Staff in health centers in Gutu district in eastern Zimbabwe relate horrific tales of having to carry out emergency first aid procedures in the dark, trying to find veins or sew up wounds with only a candle or a mobile phone torch to guide them.
RuSED has transformed women's health
Now an Oxfam solar power program known as RuSED - Rural Sustainable Energy Development Project - has transformed women's health and working life for staff in five clinics. Each clinic has been equipped with a varying mixture of solar panels for lighting the wards, solar water pumping to provide clean water close at hand and solar refrigeration for vaccines. The scheme is part of a larger renewable energy initiative funded by the EC and Oxfam that has been running for four years.
Now women know that there will be light at the clinics and they do not have to provide candles, they are happy to come to the clinics early. The clinics report increases - of up to 50% - in the numbers of women giving birth there instead of at home, or on their way to the clinic.
Furthermore, staff can see to practice their skills effectively. Anastasia Mabhura, Head Nurse at Denhere clinic, explains:
"For the first time I'm actually able to perform my duties well! It was very difficult when you have all the knowledge and information as a nurse, but you can't perform your duties fully for lack of light".
She describes what a boon the solar vaccine fridge has been in particular. In the past, when gas canisters ran out, she had to get a bus 56 kms to the district centre. On the way back she often had to carry the heavy gas cylinder on her head for the last two kilometers. Now the solar fridge is in place the cold chain is completely reliable and the clinic has a 100% vaccination rate.

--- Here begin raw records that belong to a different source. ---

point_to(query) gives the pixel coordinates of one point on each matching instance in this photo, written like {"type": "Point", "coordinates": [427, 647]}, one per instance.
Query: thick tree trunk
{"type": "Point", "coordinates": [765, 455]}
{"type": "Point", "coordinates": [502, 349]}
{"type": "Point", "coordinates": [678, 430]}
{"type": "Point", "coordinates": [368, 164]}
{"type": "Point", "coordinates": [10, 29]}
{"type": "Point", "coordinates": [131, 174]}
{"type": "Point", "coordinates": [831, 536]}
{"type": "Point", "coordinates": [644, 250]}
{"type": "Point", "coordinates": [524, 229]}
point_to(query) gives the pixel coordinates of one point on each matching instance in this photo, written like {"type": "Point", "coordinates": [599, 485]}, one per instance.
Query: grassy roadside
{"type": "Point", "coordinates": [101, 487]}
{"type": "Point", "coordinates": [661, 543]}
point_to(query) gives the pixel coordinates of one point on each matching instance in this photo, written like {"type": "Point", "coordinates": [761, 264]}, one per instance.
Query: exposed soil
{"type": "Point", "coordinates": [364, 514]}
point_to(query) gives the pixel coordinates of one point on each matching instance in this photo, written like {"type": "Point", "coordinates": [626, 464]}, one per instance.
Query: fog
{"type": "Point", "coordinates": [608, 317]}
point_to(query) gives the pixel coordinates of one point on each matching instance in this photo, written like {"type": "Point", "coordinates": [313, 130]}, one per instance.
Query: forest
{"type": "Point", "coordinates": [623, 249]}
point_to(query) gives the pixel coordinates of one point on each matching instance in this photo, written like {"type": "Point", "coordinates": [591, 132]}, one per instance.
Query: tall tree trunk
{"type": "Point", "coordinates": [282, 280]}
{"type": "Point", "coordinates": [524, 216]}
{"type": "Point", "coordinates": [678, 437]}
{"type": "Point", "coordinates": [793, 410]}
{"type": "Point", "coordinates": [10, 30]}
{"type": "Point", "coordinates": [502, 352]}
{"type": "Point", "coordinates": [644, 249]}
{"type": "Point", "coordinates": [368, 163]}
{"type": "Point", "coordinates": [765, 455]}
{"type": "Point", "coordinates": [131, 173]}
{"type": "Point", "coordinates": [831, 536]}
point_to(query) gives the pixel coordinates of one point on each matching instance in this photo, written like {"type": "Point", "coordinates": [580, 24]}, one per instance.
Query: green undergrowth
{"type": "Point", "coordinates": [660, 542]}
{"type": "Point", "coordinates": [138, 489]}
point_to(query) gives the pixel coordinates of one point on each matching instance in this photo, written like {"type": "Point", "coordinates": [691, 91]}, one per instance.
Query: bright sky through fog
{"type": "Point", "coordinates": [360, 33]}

Furthermore, the solar water pumps can also service nearby schools and local communities. At the schools access to safe water means better hygiene and sanitation - and the clinics all say incidences of diarrhea have reduced considerably. Use of solar lanterns instead of stinking, dangerous kerosene cuts out fumes inside the house, and enables people to work late in their fields with less risk from snakes, wild dogs or stumbling.
Enabling communities to keep the lights on
The most innovative part of the Oxfam RuSED program is the attention paid to how to enable communities to keep it running once Oxfam has phased out. Oxfam introduced solar equipment suppliers to the communities through a series of exhibitions, so that suppliers could see there was a demand in the rural areas and so communities could test what was on offer and choose what suited them best. In order to pump prime the market Oxfam supplied the first batches of lanterns which were then sold, and the money re-invested into Community Energy Funds.

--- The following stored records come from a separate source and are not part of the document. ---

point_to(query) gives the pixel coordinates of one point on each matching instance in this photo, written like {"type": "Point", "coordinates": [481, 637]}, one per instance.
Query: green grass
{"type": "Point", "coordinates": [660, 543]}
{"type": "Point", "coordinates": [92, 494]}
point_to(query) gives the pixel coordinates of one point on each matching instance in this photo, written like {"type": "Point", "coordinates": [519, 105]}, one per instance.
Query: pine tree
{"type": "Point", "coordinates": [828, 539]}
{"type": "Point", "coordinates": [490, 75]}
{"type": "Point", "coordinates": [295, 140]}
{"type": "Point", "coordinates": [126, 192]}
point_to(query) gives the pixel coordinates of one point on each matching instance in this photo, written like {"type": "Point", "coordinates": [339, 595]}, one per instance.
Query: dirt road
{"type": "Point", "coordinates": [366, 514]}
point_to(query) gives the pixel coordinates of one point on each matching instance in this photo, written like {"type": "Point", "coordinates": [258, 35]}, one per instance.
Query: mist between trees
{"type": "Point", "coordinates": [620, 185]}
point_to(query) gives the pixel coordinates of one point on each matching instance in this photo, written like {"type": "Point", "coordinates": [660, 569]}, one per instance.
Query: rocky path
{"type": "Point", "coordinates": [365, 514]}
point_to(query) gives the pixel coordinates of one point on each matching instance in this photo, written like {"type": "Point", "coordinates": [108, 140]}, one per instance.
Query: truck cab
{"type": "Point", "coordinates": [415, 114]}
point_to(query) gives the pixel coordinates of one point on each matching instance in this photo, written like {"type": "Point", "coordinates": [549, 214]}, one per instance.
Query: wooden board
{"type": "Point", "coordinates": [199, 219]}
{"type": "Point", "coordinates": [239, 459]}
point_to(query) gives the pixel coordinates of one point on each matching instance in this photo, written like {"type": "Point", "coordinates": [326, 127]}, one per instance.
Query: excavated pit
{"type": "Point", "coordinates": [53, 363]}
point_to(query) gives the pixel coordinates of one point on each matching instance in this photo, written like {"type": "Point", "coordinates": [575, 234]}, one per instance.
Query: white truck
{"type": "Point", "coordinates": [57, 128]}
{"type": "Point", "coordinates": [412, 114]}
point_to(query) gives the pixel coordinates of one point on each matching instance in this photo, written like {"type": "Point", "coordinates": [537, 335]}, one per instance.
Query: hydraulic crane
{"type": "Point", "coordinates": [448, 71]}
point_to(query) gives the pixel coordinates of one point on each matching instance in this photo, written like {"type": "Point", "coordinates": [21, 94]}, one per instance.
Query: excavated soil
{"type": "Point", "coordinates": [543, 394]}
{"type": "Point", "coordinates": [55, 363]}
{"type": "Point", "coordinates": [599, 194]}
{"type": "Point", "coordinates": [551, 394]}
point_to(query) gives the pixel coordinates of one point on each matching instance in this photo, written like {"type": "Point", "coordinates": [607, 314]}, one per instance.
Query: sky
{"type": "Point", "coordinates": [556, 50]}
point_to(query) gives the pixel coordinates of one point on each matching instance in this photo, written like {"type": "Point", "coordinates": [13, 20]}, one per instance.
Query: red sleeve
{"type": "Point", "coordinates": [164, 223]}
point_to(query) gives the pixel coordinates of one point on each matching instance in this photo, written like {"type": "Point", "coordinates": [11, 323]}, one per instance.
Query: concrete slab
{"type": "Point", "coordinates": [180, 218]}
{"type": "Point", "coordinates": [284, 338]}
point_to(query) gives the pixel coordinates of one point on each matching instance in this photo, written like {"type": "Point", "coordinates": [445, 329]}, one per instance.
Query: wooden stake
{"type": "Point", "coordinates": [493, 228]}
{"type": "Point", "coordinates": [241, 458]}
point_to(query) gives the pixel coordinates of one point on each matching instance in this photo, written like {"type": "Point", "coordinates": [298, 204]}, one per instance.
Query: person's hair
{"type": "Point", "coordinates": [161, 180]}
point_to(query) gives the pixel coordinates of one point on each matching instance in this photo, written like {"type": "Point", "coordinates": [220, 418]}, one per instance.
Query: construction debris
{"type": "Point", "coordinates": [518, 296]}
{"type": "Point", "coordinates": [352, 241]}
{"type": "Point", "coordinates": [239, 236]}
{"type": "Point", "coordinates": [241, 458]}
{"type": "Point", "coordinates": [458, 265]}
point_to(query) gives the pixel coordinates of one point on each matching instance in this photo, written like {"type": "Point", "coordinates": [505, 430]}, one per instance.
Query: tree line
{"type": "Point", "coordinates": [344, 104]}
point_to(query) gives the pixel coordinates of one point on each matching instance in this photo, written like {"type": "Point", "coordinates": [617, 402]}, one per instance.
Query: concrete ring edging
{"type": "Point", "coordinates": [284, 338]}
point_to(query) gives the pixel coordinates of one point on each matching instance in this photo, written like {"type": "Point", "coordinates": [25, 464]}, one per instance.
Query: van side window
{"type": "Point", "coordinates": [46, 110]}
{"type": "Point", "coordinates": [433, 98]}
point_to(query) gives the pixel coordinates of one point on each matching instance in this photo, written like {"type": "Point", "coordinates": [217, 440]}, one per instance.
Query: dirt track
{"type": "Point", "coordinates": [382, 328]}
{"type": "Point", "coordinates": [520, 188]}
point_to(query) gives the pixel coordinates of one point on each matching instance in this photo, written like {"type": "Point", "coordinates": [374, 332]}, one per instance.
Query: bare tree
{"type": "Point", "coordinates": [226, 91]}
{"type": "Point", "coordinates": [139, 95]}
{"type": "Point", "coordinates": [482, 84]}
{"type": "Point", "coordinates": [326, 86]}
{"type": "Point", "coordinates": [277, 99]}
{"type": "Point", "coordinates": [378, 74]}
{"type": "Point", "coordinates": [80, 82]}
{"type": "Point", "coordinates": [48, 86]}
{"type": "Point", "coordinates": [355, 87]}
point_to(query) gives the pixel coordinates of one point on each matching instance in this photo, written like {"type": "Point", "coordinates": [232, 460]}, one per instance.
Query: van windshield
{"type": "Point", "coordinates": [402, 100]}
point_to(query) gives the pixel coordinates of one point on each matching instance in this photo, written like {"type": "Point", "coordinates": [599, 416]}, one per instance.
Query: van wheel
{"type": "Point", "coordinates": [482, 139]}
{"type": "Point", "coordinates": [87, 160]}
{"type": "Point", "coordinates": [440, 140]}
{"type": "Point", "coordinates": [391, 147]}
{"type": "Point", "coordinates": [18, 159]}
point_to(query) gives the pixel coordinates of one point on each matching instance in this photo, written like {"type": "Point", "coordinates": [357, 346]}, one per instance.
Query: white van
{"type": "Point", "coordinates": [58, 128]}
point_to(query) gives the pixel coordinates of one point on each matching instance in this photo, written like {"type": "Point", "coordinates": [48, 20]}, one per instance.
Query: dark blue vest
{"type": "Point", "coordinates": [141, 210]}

In each community a solar-powered 'Energy Kiosk' serves as a battery recharging centre for lanterns and mobile phones. These funds in turn are being used to finance the expansion of solar power and also future operation and maintenance costs. Mazuru clinic, for example, has solar water pumping but no lighting so the community decided to buy a 'solar suitcase' for $2,800. This contains solar lights, a blood pressure gauge, a fetal scope and cell phone charging sockets and enables staff to carry out basic medical procedures at night.
Acting Nurse in Charge Judith Mandava told us:
"It is nearly always midnight when women give birth and before when you were delivering the light would go out and you would be shouting at the mother 'stop! Stop! Which was embarrassing! But the community saw the problem and they bought it for us in July 2013. Since then three-quarters of the women who give birth here [in this district] have given birth with solar".
Oxfam's aim is to create a 'solar system' in the district that will be self-sustaining via a virtuous circle of better health, increased production and increased demand for solar products and capacity to pay for them.